「にちようびのあさ、なにも することがなかったので、ひろしは あなを ほりはじめた。」の一文で始まるこの絵本。子どもって、本当にこんな理由で、突飛もないことをやり始めるんですよね! 子どもの世界をよく表わしている一文だな、と感動したのですが、さらに・・・ちょうど最近、手紙や詩を書くことの楽しさに目覚めた娘の文章が、本当にこのとおりのリズムで、句読点の切り方も、言葉選びも、まさにそのもの、といった感じなのです。以前、みなさんのレビューの中で、お母さん自身が読んだときには、気づかなかったけれど、お子さんが声に出して読んでみた時に、本当に子どもが話すように、句読点の息継ぎも自然で、読みやすく、わかりやすい言葉で書かれていることに気づいた、というようなコメントがあったのを覚えていますが、子どもといっしょに読んでみて、あるいは、子どもが読み書きができるようになって初めて、本当の意味での、絵本の素晴らしさや、作家の偉大さに気づくということもありますね。谷川さんの文章は、余分なものをすべてそぎ落とし、「子どもの気持ちになって」なんていう生半可なものではなく、真実、「子どもの心で」書かれたものなんだな、ということを、我が子の詩を通して教えられたような気がしました。
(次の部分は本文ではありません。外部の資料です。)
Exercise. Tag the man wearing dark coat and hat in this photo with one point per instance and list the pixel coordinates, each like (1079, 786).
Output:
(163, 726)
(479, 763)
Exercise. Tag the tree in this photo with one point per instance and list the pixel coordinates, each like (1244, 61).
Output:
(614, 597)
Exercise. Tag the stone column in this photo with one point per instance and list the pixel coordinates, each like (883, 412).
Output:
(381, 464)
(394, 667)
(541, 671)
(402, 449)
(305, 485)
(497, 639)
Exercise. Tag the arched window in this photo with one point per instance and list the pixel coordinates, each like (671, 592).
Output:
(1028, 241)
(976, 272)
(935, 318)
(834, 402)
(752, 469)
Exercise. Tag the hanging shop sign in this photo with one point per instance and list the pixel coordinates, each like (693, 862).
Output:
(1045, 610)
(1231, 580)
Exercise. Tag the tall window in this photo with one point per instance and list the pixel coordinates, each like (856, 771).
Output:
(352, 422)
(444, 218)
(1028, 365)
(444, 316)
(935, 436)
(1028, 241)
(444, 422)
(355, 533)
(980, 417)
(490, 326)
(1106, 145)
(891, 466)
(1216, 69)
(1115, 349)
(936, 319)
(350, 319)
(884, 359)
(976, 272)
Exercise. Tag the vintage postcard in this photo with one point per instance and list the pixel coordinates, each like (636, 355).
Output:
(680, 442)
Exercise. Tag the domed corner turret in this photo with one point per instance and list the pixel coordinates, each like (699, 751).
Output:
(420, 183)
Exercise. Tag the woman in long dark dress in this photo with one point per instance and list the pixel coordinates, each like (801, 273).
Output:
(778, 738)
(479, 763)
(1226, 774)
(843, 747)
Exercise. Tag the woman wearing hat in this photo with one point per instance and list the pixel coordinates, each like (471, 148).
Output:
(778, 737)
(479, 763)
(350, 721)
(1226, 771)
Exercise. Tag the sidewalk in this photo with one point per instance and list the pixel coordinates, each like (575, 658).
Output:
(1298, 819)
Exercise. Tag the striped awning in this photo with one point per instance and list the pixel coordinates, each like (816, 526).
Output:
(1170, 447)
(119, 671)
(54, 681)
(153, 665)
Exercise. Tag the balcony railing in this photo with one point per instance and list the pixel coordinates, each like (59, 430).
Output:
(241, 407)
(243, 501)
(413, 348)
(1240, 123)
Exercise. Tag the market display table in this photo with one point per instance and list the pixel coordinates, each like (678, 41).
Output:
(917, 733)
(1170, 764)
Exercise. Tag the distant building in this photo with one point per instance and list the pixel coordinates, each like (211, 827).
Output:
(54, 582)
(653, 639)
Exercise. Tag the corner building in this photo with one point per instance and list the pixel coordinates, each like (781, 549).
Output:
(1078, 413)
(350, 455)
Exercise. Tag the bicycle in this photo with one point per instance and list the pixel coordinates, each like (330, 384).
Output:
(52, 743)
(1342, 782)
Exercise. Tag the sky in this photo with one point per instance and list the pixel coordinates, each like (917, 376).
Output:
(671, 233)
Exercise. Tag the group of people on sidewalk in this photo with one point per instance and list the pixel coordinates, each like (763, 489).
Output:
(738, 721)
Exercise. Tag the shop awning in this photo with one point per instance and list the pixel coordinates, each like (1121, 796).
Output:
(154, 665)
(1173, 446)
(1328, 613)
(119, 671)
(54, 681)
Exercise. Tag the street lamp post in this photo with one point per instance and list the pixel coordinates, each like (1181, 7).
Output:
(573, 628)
この絵本と出会ったのが、5年前だったら、多分、私はこの絵本のよさが何もわからずに、心に残ることもないまま、忘れ去っていただろうな、と思います。
「あなのなかから みる そらは、いつもより もっと あおく もっと たかく おもえた。」という一文にも、目の裏がジーンと熱くなってしまいました。なんだか子どものころの感覚が戻ってきたように感じて、逆に、今日は窓の外の青空が近く思えました。
そっと見守ってあげている両親もすてきですね。娘にも、穴掘りに限らず、こんな時間を存分に楽しませてあげたいな、と思います。